Use pass by reference in recursion

Question

int f(int &x, int c) 
{
     c  = c - 1;
     if (c == 0) return 1;
     x = x + 1;
     return f(x, c) * x;
} 

int x = 5;
cout << f(x,5);

In the example above the four possible answers to choose from are:

1. 3024
2. 6561
3. 55440
4. 161051

Function f(int &x, int c) is called four times after the first call before it reaches the base case where it returns the result which is 6561. My guess was 3024 but I was wrong. Even if the x variable which is passed by reference increments in each call of f(int &x, int c) and takes the values 6->7->8->9 respectively the final result of this recursion is equal to 9^4.

So my question is: Variable x is passed by reference and is equal to 9 when it reaches the base case. Does that mean that all the stages of recursion will have this value for variable x even if they had a different value when they've been called?

Answer 1

No, there are more than four answers to choose from.

The fetch of x for the recursive function call, and the fetch of x for the right hand side of multiplication, is not sequenced with each other; and as such the evaluation order is unspecified.
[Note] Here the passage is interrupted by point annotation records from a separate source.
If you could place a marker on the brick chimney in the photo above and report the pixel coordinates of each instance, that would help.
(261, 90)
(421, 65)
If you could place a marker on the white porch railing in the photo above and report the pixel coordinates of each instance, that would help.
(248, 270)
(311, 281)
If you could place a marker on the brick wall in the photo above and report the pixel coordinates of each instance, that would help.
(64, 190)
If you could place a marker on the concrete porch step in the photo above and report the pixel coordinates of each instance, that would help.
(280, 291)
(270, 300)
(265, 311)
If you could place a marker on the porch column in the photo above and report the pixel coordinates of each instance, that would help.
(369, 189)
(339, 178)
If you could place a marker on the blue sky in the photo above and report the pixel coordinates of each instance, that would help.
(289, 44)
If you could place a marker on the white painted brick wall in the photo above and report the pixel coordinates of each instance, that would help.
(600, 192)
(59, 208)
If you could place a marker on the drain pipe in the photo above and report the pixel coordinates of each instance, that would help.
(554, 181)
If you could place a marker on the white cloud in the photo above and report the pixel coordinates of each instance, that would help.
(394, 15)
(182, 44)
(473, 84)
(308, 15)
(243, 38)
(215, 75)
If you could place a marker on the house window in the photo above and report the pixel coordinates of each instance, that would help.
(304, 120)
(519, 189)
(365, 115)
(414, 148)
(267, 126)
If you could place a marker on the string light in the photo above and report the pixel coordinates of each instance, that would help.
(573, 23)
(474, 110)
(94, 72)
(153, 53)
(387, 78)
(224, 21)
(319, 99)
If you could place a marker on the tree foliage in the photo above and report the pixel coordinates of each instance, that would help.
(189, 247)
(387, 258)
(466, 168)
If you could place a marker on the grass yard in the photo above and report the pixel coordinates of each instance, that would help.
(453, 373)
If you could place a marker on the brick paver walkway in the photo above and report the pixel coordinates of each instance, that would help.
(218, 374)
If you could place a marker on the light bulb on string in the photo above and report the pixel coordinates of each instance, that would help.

This doesn't mean that the evaluation order would be some particular evaluation order, and it's only necessary to figure it out. This means that the final results can:

1. Vary depending on the compiler.

2. Vary each time this program executes.

3. The evaluation order may also be different for each individual recursive call. Each recursive call can end up using a different evaluation order, too. "Unspecified" means "unspecified". Any possibility can happen. Each individual time.

I didn't bother to calculate all actual possibilities here. It's better to invest one's own time on something that should work properly, instead of on something that obviously can never work properly.

If you want a specific evaluation order, it's going to be either this:

int y=x;

return f(x, c) * y;

Or this:

int y=f(x, c);

return y * x;

This evaluation order is now specified.